Taiye Selasi est une femme magnifique dont les écrits ne laissent personne indifférent. Née de père Ghanéen, de mère nigériane, ayant vécu à Londres, en Italie, aux USA et depuis peu à Berlin, elle fait partie de la crème de la crème des auteurs depuis le succès de son dernier roman « Ghana must go », choisi comme l’un des 10 meilleurs livres de 2013 par le Wall Street Journal et The Economist. Son style littéraire, inspiré de son premier métier qui est la photographie, est d’une précision millimétrée et déconcertante. Avec des mots simples, elle est capable de vous faire découvrir la beauté d’un asticot. Ça n’est pas donné à tout le monde de réussir une telle prouesse. C’est ainsi qu’elle nous a décrit la complexité de la cuisson du plantain afin d’obtenir cette odeur particulière qui l’accueille à son arrivée chez elle. « Le plantain doit être à point », a-t-elle précisé. Seule sa mère était capable de le faire. C’est avec délice et nostalgie d’effluves de plantain que nous l’avons écouté nous expliquer la curiosité des mots que nous pouvons utiliser pour nommer certaines situations. L’un de ceux qui l’ont marquée dès son arrivée à Berlin est « Duldung », qui est l’une des catégories de titres de séjours délivrés en Allemagne aux ressortissants non européens et qui signifie « Tolérance ». Dans le même registre de curiosités, l’expression « Aliens of Extraordinary Ability », qui elle est une catégorie attribuée aux artistes, scientifiques ou sportifs étrangers ayant des mérites exceptionnels.

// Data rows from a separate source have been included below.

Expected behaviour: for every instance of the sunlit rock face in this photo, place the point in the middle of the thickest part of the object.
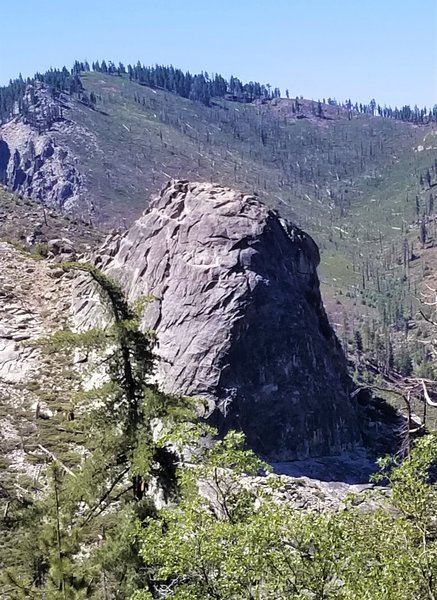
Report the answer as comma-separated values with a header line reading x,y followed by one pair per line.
x,y
238,316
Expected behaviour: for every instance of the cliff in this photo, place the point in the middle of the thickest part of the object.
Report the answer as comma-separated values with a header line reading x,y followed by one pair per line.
x,y
238,316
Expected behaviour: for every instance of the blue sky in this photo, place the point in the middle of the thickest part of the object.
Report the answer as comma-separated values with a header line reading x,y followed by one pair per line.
x,y
385,49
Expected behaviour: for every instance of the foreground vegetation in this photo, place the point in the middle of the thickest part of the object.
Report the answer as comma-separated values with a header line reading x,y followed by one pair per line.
x,y
130,513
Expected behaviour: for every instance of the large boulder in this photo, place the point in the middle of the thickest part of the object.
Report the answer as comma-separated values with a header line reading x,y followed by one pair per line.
x,y
239,318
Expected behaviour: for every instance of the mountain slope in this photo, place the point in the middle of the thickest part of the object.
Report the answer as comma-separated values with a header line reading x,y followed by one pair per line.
x,y
349,179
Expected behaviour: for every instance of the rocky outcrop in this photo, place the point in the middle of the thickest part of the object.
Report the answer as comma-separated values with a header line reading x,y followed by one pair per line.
x,y
238,316
35,301
33,160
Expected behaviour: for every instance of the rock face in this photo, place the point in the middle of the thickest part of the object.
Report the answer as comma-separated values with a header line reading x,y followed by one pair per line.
x,y
239,318
34,163
34,302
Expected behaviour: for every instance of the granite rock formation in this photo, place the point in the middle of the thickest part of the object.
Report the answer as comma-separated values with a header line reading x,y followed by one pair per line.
x,y
35,162
238,316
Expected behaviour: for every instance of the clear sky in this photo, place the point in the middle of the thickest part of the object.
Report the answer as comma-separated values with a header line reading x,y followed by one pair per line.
x,y
385,49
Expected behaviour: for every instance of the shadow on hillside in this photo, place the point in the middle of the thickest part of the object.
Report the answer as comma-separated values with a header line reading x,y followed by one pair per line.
x,y
351,468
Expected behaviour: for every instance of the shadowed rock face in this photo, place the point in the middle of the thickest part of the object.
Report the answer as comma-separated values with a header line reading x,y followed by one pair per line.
x,y
239,318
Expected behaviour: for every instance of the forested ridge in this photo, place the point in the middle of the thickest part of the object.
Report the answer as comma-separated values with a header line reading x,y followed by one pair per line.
x,y
200,87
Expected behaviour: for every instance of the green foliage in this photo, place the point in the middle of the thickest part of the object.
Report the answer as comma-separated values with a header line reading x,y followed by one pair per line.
x,y
76,538
262,549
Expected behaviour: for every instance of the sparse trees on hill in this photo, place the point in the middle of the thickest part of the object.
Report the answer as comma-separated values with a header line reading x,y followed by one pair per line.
x,y
200,88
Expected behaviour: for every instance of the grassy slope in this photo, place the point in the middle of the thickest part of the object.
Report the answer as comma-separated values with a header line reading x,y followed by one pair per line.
x,y
344,181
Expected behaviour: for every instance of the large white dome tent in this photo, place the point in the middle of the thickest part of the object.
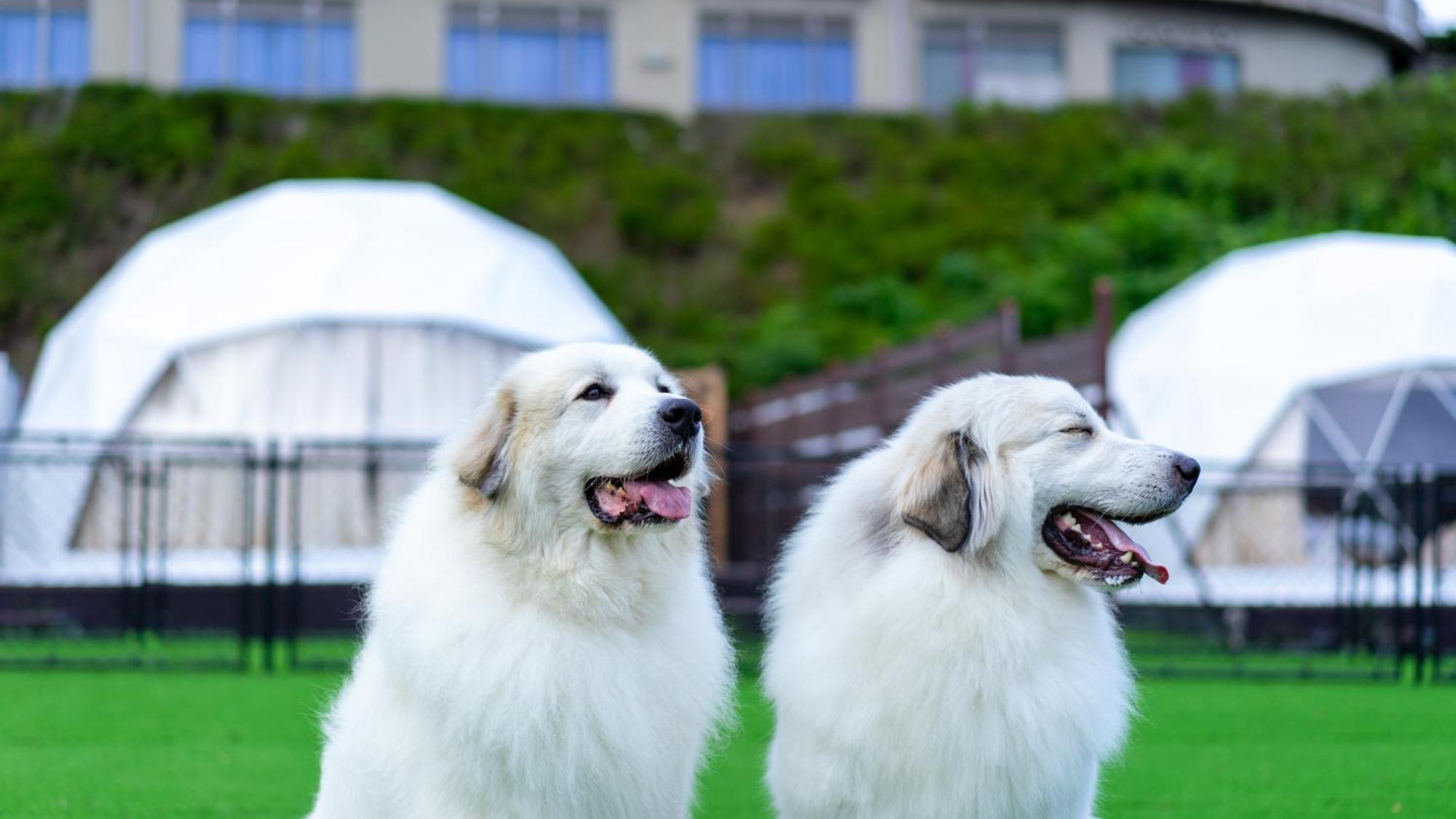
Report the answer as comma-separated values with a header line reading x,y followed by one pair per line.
x,y
1304,375
301,314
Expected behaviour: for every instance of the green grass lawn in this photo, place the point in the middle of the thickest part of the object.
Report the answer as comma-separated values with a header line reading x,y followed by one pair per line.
x,y
158,745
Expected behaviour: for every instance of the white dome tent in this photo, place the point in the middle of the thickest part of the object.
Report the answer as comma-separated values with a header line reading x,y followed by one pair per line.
x,y
1304,375
302,312
9,394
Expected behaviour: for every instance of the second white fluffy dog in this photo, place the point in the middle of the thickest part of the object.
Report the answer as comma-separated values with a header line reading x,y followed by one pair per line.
x,y
544,638
940,640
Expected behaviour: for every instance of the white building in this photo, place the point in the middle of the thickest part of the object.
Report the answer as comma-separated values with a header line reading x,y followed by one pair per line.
x,y
687,56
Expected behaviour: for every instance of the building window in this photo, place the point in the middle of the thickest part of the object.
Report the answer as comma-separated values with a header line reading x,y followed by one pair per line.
x,y
1166,74
283,47
775,63
44,43
1018,65
529,55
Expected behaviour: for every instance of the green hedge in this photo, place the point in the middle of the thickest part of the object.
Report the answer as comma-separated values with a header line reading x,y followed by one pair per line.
x,y
769,244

Il y a des habitudes dont nous ne nous défaisons jamais malgré tous nos efforts d’adaptation aux diverses cultures des pays que nous visitons. Les lieux et les espaces peuvent nous changer mais pas totalement. Il reste toujours une partie de nous qui s’oppose à tout changement. Dans ces cas, le changement ce n’est ni maintenant, ni hier, ni demain[7]. Il ne se fera jamais. Un point c’est tout. Non négociable. Quand je mange un plat de plantains avec un morceau de viande, qu’il vente, neige ou pleuve, le morceau de viande sera avalé en dernier, après tout le reste du plat. Croyez-moi, ce n’est pas faute d’avoir essayé mais rien n’y a fait. J’ai finalement abandonné ce challenge pour utiliser mon énergie à une mission plus productive pour la planète (ne vous inquiétez pas pour moi, tout très va bien. Je ne suis membre d’aucune équipe de la COP21). Voilà pourquoi je vous ai réservé mon coup de cœur de la soirée pour la fin : Michael Salu.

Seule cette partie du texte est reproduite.